How do compilers know C++ constexpr computations do not trigger undefined behavior?

Question

The C++ standard mandates compilers to check for undefined behavior in C++ constexpr computations.

In this talk, Chandler Carruth states that "you will run out of the ability to detect errors" when checking for UB, and that in the general case, detecting UB is related to the halting problem, so provably impossible to decide.

He is not talking about UB in constexpr, but constexpr computations are as general as a regular programs since C++14, so this still applies.

So what do compilers do when they cannot decide if a program is UB or not? Do they still accept the program and go on compiling with fingers crossed?

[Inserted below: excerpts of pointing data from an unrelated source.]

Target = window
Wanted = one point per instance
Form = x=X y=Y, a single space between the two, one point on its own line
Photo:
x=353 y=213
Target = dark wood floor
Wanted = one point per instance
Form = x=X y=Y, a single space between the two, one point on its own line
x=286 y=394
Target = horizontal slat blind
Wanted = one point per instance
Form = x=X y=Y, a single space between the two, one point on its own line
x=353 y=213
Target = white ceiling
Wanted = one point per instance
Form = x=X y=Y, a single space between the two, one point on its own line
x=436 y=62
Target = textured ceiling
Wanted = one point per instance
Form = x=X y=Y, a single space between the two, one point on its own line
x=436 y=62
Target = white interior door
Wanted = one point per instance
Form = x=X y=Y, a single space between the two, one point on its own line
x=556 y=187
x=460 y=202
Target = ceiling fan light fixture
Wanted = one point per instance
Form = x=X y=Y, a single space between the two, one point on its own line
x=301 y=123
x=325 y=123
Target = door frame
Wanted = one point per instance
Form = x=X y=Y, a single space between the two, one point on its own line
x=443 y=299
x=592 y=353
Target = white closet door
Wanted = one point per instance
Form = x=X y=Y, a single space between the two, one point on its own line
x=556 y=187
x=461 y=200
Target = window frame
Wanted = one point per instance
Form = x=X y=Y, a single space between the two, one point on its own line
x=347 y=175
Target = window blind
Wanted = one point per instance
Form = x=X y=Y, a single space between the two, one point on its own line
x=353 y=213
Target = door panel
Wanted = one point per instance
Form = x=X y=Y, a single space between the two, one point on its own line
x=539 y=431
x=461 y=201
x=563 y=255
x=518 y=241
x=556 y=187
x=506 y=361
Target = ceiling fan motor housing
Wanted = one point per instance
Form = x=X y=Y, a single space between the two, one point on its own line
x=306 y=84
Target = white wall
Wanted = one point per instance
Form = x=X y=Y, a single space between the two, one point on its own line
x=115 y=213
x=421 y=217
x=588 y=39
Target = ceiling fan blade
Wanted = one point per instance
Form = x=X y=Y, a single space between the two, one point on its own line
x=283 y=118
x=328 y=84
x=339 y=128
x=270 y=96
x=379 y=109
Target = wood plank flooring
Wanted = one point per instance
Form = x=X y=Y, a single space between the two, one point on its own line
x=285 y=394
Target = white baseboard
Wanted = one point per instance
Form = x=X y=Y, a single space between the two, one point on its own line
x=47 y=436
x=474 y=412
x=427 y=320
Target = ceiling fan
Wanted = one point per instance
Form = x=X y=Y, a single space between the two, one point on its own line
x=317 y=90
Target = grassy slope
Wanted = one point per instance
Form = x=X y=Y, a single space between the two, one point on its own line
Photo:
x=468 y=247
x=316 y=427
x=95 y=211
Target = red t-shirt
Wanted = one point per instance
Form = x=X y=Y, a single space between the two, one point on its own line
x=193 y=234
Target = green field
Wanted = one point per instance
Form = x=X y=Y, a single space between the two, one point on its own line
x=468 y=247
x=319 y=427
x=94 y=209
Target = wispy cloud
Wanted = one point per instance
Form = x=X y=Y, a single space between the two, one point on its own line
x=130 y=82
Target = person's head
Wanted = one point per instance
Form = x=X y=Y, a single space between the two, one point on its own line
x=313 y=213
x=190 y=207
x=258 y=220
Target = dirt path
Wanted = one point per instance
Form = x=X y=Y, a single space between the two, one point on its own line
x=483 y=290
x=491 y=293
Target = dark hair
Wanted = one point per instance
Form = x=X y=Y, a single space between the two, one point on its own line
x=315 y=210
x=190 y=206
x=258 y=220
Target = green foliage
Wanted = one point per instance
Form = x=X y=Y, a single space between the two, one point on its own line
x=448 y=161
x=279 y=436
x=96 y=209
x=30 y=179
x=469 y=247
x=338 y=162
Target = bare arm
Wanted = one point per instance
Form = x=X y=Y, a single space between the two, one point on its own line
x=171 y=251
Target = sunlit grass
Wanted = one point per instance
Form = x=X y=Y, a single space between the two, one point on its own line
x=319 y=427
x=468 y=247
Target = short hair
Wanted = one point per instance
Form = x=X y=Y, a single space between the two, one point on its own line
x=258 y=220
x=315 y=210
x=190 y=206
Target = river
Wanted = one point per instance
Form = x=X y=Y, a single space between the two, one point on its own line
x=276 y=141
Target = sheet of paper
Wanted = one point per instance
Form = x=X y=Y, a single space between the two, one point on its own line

Or are they more conservative and reject the program, even if it is potentially correct? (My personnal feeling is they do that)

For me, this is of practical importance since I have a constexpr evaluation with non-trivial pointer arithmetics compiling fine with Clang but failing with GCC, and I am pretty sure this not UB. You can say it is a GCC bug, but if UB is undecidable, all compilers are and will be buggy in this regard.

More fundamentally, why is UB-free requested by the standard? Is there a technical reason? Or more a philosophical one ("if the compiler can't check, the programmer can trigger UB, and bad things will result")?

I think this is inconsistent with the rest of C++ that never prevents you from shooting yourself in the foot. I would prefer GCC to accept my constexpr code and crash, or emit trash if UB; rather than not compiling when it does not know if it is UB.

====== EDIT ======

As pointed out by M.M and Nicol Bolas, the standard specifies limitations (even in C++14) so that we are never in a halting problem type of UB. However, I am still wondering if checking for UB is maybe too complex and if compiler heuristics fail, then they flag it (potentially incorrectly) as non-constexpr.

But I have the feeling from the comments that this is more a problem of non-mature implementations.

Answer 1

The point you are missing is that constant expressions only allow for a restricted subset of the language.

If you go outside that, you no longer have a constant expression, and if you are in a context needing one the standard mandates diagnosing the error.

A constexpr-function only has to have at least one input where it is a constant expression, no diagnostic required. All the rest might not be.

In the general case, compilers just note paths leading to UB to prune presumably dead code, and explore the freedom they have in optimizing what remains. They are not required to find all, most, or even any of those opportunities though.